I agree with the yards = more points. I don't think anyone would deny that. However, I think your philosophy as to WHY teams rack up more yards is flawed. 4 WR, wide splits don't always mean more yards. Ga Tech and Ga Southern run the veer out of the flexbone and are top 20. Alabama and Wisconsin run an old school 22 and are top 20. Michigan State and Boise State are "multiple" and are top 20.
It can work the opposite way too. Oklahoma State and La Monroe are two historical air raid schools and they were abysmal this year. Even Clemson's vaunted offense struggled this year.
At the end of the day, offensive production comes down to talent a coaching. Chad Morris didn't get dumber overnight. Clemson struggled because ether lost a ton of talent on the offensive side of the ball. Baylor has a great scheme, but they also have a boatload of talent to go with it.

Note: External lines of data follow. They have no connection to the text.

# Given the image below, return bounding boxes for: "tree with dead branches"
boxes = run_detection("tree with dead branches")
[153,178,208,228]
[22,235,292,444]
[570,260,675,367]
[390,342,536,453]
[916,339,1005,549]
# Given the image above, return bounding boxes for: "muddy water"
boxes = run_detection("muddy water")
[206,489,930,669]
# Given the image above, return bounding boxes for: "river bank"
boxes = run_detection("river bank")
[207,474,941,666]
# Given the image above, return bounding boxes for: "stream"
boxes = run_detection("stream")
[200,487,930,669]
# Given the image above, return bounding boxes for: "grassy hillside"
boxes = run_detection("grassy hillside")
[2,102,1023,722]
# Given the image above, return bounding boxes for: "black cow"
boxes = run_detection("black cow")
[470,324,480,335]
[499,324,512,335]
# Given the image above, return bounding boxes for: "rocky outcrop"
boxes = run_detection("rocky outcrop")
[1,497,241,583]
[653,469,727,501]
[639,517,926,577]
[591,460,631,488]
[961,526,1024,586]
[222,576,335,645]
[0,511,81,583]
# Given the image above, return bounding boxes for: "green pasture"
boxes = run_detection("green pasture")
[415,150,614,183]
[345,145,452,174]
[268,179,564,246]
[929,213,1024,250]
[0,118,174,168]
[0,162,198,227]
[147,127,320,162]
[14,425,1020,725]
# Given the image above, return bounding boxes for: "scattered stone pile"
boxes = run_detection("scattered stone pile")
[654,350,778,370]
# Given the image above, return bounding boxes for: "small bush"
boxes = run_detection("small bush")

Our offenses have struggled lately because our talent level is marginal at best. When was the last time we had a skill player drafted in the first 2 rounds? It's been since McNabb!
As for your analysis up above, help me understand a few things. Why would you only look at 1st Q rushes? Why not 2nd Q and 3rd Q? Are you talking Syracuse football 2014 or every NCAA football team 2014? Your sample size may be really, really small there.
How negative a correlation are you talking there, -.01, -.8? It could just be noise, right? Did you look at the correlation between passing as well? I'm really not trying to be combative here, I'm just trying to understand the math.
As for 2012, how many "bad" punting decisions did we make? What defines a "bad" decision vs the peer group? How many points is a good decision worth in the long run?